Daher besserte die Kommission mit Zugeständnissen an die Landwirte nach. So sollen die EU-Staaten früher und mehr Mittel als geplant mobilisieren dürfen, ab 2028 werden zusätzliche 45 Mrd. Euro vorgeschlagen. Hauptziel war es, Italien zu überzeugen, denn mit dessen Zustimmung wäre die qualifizierte Mehrheit erreicht.

Italien sieht nun „enorme Vorteile“

Nachdem sich Italiens Regierungschefin Giorgia Meloni bereits positiv zu den Vorschlägen der Kommission geäußert hatte, betonte Außenminister Antonio Tajani am Mittwoch in einer Erklärung die „enormen Vorteile“ von Mercosur. Italien habe jedoch auch stets die Notwendigkeit betont, „den berechtigten Anliegen des Agrarsektors gebührend Rechnung zu tragen“, so Tajani. Kürzlich signalisierte zudem Agrarminister Francesco Lollobrigida sein Ja.

Österreich hingegen bleibt offenbar bei seinem Nein: Der Präsident des ÖVP-Bauernbundes, Georg Strasser, sagte am Donnerstag in der ZIB2, es fehlten auch nach den Zugeständnissen Transparenz und Wettbewerbsgleichheit. Auch die Produktionsstandards nannte Strasser als Gründe, weiterhin gegen den Pakt zu stimmen.

ÖVP-Bauernbund-Chef: „Wir werden Nein sagen“

Beim EU-Mercosur-Abkommen zeichnet sich nach mehr als 25 Jahren Verhandlungen ein Durchbruch ab: Die EU-Botschafter könnten den Weg für eine Unterzeichnung endgültig freimachen. In mehreren Ländern gibt es Bauernproteste. Dazu sprach der Präsident des ÖVP-Bauernbundes, Georg Strasser, in der ZIB2.
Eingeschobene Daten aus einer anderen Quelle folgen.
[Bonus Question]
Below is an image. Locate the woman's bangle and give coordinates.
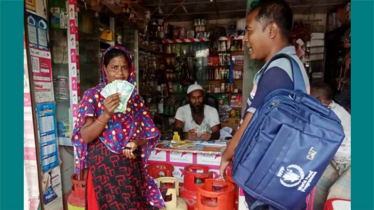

Wird das Abkommen, über das inzwischen seit 25 Jahren verhandelt wird, am Freitag tatsächlich durchgesetzt, entstünde ein Wirtschaftsraum mit über 700 Millionen Menschen. Er würde fast 20 Prozent der Weltwirtschaft und mehr als 31 Prozent der globalen Warenexporte ausmachen.

Traktor blockiert Straße in Paris

Reuters/Gonzalo Fuentes

Am Donnerstag erreichten wütende Landwirte mit ihren Traktoren die Pariser Innenstadt

Durch das Abkommen der EU mit den südamerikanischen Staaten verspricht sich die EU-Kommission auch Handelserleichterungen und den Abbau von Zöllen. Die EU-Exporte könnten um bis zu 39 Prozent steigen. Zudem wird mit der Schaffung von über 440.000 neuen Arbeitsplätzen in Europa gerechnet. Weitere Ziele sind bessere und stärkere Regelungen, etwa Lebensmittelsicherheitsstandards.

Proteste in Frankreich und Deutschland

Das bezweifeln Europas Bäuerinnen und Bauern weiterhin: Sie befürchten, die EU-Märkte würden mit billigem Rindfleisch und Geflügel aus Südamerika überschwemmt. In Frankreich und Deutschland wurde auch am Donnerstag wieder protestiert. In Paris blockierten Traktoren Zufahrtsstraßen und Sehenswürdigkeiten. Wie in Deutschland auf manchen Autobahnen verursachten die Bauern mit ihren Fahrzeugen zum Teil ein Verkehrschaos.